User research ensures your Documentation reflects how people actually think, work, and struggle - so your docs help users succeed, not just understand. Remember: documentation is only successful if it works for real users - not if it’s merely correct.

Without research, docs tend to:

  • Skip steps that feel “obvious”
  • Assume background knowledge
  • Use internal terminology

User research exposes:

  • Where users get confused
  • What concepts need more explanation
  • Which steps are actually non-obvious

Data sources:

  • User interviews or surveys
  • Support tickets / FAQs
  • Analytics (pages visited, common drop-offs)
  • Observing users using your product
  • Your own experience (if you are part of the target group)

You can condense user research into:

  • User Personas
  • User Stories
  • User Journey Maps

Note

You cannot meet every user’s needs, so it is recommended to prioritize the users that are most important to the product or business.

User Personas

A user persona is a fictional character that represents the ideal user/reader. To build a persona, compile a list of essential characteristics:

  • Name
  • Age range
  • Role (developer, administrator)
  • Skill level (beginner, intermediate, expert)
  • Context of use (work, hobby, study, time pressure)

User Persona template by Konrad: example

User Stories

User stories are short written summaries of what a user is trying to achieve and what they need to do so.

Template:

As a [type of users], I want [activity] so that I can [goal].

Example:

As a developer, I want to integrate SAP data with my smartphone so that I can maintain customer master data or sales order when on the road, visiting customer.

User Journey Maps

A user journey map is a diagram showing the path a user takes through a product while trying to accomlish a task.

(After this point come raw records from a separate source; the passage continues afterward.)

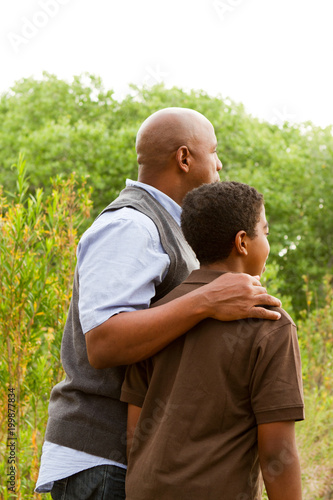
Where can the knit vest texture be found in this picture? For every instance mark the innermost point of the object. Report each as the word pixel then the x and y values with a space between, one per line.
pixel 85 412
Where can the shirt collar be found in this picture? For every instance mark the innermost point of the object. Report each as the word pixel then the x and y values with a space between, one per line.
pixel 168 203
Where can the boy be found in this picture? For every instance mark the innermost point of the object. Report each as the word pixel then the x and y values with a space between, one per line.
pixel 220 402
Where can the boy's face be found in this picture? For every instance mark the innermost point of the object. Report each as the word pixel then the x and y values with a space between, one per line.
pixel 258 247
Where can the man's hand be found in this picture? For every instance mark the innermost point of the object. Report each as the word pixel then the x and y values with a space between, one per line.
pixel 235 296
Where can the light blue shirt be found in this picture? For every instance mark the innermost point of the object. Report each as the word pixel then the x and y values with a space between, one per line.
pixel 120 261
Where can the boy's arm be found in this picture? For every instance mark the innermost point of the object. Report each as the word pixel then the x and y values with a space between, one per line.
pixel 133 414
pixel 279 460
pixel 132 336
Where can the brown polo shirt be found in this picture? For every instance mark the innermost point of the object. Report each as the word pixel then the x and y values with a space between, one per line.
pixel 202 398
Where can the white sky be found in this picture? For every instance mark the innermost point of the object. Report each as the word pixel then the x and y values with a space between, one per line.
pixel 274 56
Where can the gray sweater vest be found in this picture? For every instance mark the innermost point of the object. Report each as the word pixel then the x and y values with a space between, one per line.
pixel 85 412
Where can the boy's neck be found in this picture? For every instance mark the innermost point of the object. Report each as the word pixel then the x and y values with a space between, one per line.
pixel 227 266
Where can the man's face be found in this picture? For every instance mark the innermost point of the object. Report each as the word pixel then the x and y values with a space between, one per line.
pixel 205 162
pixel 258 247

User journey maps are a cummulation of Friction Logs.

To create a user journey (according to “Docs for Developers”):

  1. Define a task.
  2. List the channels a user may interact with, e.g., websites, docs, the app itself.
  3. List all steps a user takes through each channel, e.g., discover, sing up, install, configure, test, run, review).
  4. List the user experience for each step, e.g., what they do, feel, think.
  5. Connect the channels, steps and experiences in a flow.

Example: user journey

Tip

There are template for user personas and user journey maps in Miro.